Les Juifs de la Diaspora la lisent lors du second Shabbat après Sim'hat Torah, généralement en octobre ou en novembre.

Résumé[modifier | modifier le code]

Article détaillé : Résumé du Livre de la Genèse.

Les premières générations de l'humanité ayant irrémédiablement dégénéré sur les plans moraux et spirituels, entraînant avec eux les animaux et emplissant la terre de violence, perversion et mépris du divin, YHWH Elohim décide d'effacer toute vie par un déluge d'eau[1]. Il charge cependant Noa'h, « homme juste dans sa génération, » de construire une arche pouvant abriter de quoi repeupler la terre après 40 jours et 40 nuits de pluies diluviennes. Lorsque les eaux refluent, les rescapés du Déluge, Noé, ses fils et leurs femmes, sortent de l'arche. Dieu contracte avec eux une alliance, et leur promet de ne plus détruire l'humanité. Cependant, alors que Noé a été intoxiqué par le vin, son second fils, 'Ham, « découvre sa nudité, » et est maudit à travers son fils Canaan. Les fils de Noé engendrent les diverses nations du globe[2]. Certains de leurs descendants construisent une tour s'élevant jusqu'aux cieux afin d'atteindre Dieu, mais Lui descend et provoque la confusion des langues.
La parasha conclut par l'introduction aux lecteurs/auditeurs d'Abram, ce qui clôt l'histoire commune aux hommes et commence celle du peuple d'Israël. Abram quitte avec sa femme Saraï, son père Tera'h et son neveu, Loth, la ville d'Our Kasdim pour se diriger vers le pays de Canaan, mais ils s'arrêtent en chemin à Harran[3].

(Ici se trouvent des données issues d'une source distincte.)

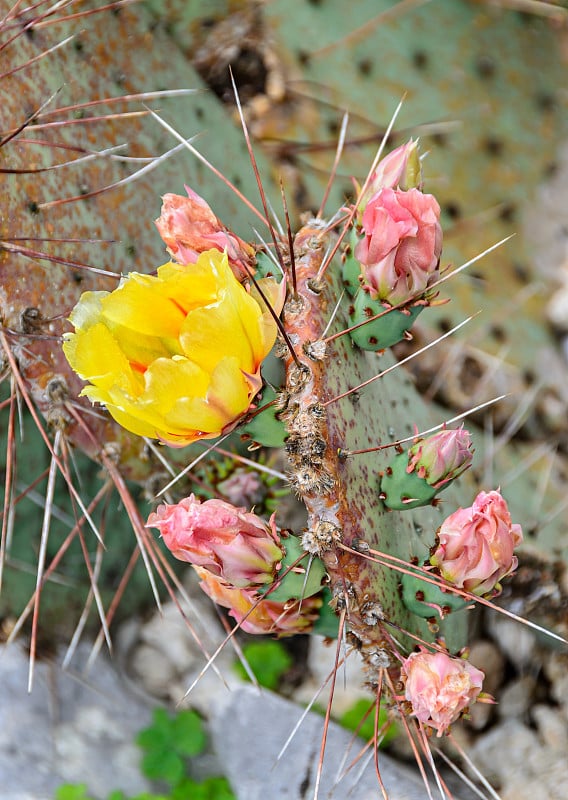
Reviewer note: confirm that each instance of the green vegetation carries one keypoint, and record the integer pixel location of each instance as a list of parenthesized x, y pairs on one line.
[(167, 745)]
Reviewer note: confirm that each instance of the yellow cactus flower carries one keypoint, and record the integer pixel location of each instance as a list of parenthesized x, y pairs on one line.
[(174, 356)]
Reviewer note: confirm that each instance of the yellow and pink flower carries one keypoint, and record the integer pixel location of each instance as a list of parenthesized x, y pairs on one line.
[(174, 356)]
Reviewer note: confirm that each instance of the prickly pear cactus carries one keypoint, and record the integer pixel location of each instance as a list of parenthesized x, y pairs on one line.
[(343, 408)]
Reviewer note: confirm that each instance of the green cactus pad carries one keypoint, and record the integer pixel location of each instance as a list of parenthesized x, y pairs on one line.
[(424, 599), (384, 331), (327, 623), (401, 489), (294, 585)]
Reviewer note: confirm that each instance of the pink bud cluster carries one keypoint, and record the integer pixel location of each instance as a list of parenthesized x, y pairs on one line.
[(475, 545), (229, 542), (400, 251), (258, 615), (440, 688), (442, 457), (189, 227), (236, 554)]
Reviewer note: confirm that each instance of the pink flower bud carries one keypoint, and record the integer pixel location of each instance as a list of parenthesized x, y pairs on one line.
[(189, 227), (228, 541), (257, 615), (400, 251), (442, 457), (439, 687), (475, 545), (399, 170)]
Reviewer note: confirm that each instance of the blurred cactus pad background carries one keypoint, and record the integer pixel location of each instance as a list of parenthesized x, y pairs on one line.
[(84, 164)]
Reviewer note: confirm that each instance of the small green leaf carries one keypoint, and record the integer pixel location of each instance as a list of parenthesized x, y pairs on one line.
[(72, 791), (268, 660), (163, 765), (209, 789)]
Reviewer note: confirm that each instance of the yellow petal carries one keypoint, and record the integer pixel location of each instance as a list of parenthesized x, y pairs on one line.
[(96, 356), (232, 326), (228, 397)]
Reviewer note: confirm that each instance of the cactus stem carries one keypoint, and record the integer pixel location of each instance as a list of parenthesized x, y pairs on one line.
[(323, 742), (400, 363)]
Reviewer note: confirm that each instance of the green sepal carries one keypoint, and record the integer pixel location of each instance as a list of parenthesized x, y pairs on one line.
[(351, 268), (413, 584), (294, 584), (328, 622), (265, 428), (401, 489), (384, 331)]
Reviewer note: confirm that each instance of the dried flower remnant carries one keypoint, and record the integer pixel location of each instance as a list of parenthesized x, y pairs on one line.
[(441, 457), (189, 227), (175, 356), (440, 688), (229, 542), (430, 465), (260, 615), (475, 545)]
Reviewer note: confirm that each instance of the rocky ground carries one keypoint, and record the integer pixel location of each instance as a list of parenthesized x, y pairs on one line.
[(78, 726)]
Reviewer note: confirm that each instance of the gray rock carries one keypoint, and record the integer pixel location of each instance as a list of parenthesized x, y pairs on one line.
[(72, 728), (249, 729)]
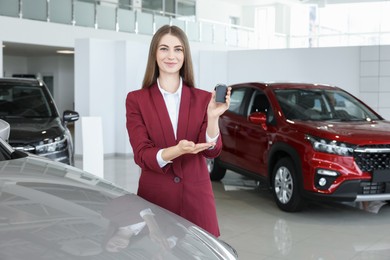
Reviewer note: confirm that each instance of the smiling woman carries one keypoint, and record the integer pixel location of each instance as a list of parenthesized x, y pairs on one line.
[(173, 128)]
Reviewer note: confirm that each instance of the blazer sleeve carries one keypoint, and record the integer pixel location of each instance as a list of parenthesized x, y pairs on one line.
[(144, 149)]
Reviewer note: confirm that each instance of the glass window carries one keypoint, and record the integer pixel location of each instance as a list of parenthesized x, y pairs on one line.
[(236, 99), (186, 8)]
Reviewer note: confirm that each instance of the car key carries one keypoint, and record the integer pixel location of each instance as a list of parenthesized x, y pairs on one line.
[(220, 93)]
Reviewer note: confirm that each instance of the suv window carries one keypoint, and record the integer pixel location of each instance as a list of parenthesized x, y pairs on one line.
[(317, 105), (236, 99), (23, 101)]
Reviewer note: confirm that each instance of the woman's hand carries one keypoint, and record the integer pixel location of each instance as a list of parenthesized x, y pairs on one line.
[(186, 147)]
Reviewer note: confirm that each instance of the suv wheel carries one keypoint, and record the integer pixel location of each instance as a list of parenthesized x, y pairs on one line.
[(216, 171), (286, 187)]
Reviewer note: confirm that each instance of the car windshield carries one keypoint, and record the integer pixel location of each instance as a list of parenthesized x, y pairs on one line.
[(23, 101), (321, 104)]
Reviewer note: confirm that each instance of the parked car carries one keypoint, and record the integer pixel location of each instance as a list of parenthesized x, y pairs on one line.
[(305, 142), (50, 210), (36, 126)]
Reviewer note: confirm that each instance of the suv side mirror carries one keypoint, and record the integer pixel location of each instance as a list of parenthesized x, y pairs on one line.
[(258, 118), (70, 116)]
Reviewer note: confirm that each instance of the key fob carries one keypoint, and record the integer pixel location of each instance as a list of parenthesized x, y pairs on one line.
[(220, 93)]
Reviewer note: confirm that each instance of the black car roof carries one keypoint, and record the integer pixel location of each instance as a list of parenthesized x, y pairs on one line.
[(287, 85), (8, 80)]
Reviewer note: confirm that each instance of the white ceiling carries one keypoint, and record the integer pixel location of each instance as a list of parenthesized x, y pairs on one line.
[(29, 50)]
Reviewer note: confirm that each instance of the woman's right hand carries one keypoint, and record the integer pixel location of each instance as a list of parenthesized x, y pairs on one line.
[(186, 147)]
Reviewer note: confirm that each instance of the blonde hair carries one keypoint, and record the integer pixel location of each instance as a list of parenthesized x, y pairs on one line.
[(152, 71)]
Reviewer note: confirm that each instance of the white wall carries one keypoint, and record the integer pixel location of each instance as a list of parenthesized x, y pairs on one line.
[(216, 10)]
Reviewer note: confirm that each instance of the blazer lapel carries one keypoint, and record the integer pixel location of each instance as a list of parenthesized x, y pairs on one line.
[(184, 113), (163, 116)]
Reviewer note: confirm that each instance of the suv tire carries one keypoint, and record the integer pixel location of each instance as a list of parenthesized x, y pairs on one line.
[(217, 172), (285, 185)]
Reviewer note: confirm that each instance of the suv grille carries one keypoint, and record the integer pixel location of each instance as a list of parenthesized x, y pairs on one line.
[(372, 188), (372, 157)]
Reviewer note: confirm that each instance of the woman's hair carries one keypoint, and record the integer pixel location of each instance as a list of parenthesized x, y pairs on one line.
[(152, 71)]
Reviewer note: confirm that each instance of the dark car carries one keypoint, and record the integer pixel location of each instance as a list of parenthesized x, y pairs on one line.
[(305, 142), (50, 210), (36, 126)]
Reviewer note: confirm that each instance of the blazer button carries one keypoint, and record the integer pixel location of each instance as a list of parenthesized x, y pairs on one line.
[(176, 179)]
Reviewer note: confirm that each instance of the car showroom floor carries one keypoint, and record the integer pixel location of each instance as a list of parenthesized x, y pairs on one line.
[(250, 221)]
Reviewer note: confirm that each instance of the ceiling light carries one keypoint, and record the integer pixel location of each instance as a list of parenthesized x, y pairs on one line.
[(65, 51)]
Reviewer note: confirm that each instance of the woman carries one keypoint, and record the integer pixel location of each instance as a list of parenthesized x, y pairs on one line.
[(173, 128)]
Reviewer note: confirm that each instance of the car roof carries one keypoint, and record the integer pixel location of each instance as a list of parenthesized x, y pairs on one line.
[(287, 85), (8, 80)]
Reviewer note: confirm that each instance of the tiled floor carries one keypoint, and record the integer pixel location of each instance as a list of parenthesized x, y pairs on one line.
[(257, 229)]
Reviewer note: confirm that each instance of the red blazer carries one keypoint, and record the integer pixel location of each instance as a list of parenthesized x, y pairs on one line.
[(184, 186)]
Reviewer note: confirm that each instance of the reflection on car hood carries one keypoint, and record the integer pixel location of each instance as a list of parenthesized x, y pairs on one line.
[(50, 210), (30, 130), (363, 131)]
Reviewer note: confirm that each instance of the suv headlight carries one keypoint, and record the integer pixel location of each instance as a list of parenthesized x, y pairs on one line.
[(330, 146), (51, 145)]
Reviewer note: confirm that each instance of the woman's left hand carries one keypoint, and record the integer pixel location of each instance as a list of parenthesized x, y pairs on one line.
[(215, 109)]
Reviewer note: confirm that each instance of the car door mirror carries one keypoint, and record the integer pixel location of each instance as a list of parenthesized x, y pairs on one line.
[(70, 116), (258, 118)]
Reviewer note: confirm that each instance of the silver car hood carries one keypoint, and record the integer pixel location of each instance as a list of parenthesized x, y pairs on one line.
[(51, 210)]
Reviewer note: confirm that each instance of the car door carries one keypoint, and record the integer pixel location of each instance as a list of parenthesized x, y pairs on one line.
[(252, 139), (230, 122)]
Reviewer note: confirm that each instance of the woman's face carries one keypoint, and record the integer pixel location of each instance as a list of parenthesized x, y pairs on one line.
[(170, 55)]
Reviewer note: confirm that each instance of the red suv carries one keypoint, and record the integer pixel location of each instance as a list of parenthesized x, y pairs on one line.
[(305, 141)]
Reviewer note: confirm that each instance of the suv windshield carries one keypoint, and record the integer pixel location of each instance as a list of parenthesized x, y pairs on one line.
[(23, 101), (319, 105)]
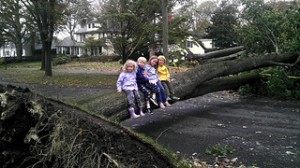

Divisions de la parasha lors de la lecture synagogale du sabbath[modifier | modifier le code]

La lecture de la parasha à la synagogue le sabbath est traditionnellement divisée en sept sections, pour lesquelles un membre différent de la congrégation est appelé à lire. La première lecture, le rishon, échoit traditionnellement à un cohen, la seconde, appelée sheni, à un levi, les suivantes à un israël (ni cohen ni levi). La septième section comporte une sous-section, le maftir, qui est lu par la personne qui lira ensuite la haftara.

Les sections de la parashat Noa'h sont:

  • rishon: Noé, juste dans sa génération, trouve grâce aux yeux de Dieu, Qui lui prescrit de construire une arche selon ses instructions (Gen. 6:9-22)
  • sheni: Dieu dit à Noé de rentrer dans l'arche, ainsi que les animaux. Le Déluge commence, alors que Noé a 600 ans (Gen. 7:1-16)
  • shlishi: les eaux gonflent pendant 40 jours et 40 nuits, anéantissant toute vie terrestre en dehors de l'arche. Les eaux diminuent ensuite progressivement; l'Arche s'échoue sur le mont Ararat. Noé envoie un corbeau puis une colombe, qui revient avec un rameau d'olivier (Gen. 7:17 - 8:14)
  • revi'i: Noa'h et sa famille sortent de l'arche, et font des offrandes à Dieu, Qui établit une alliance avec eux (Gen. 8:15-9:7)
  • hamishi: Dieu promet de ne plus détruire le monde et désigne l'arc-en-ciel comme symbole de l'alliance (Gen. 9:8-17)
  • shishi: Noé plante une vigne et s’enivre. Son fils Ham découvre sa nudité, et est maudit pour cela. Noé bénit ses deux autres fils. La liste des engendrements de Ham, Yafet, et Canaan est établie (Gen. 9:18-10:32)
  • shevi'i: la Tour de Babel, et l'Empire de Nimrod; liste des engendrements de Sem à Abram (Gen. 11:1-32)
    • maftir: Abram prend pour femme Saraï, qui est stérile. Tera'h prend son fils Abram, la femme de celui-ci, Saraï, et le fils de son fils Haran, Loth, pour faire route vers Canaan, mais s'arrête à Haran (Gen. 11:28-32)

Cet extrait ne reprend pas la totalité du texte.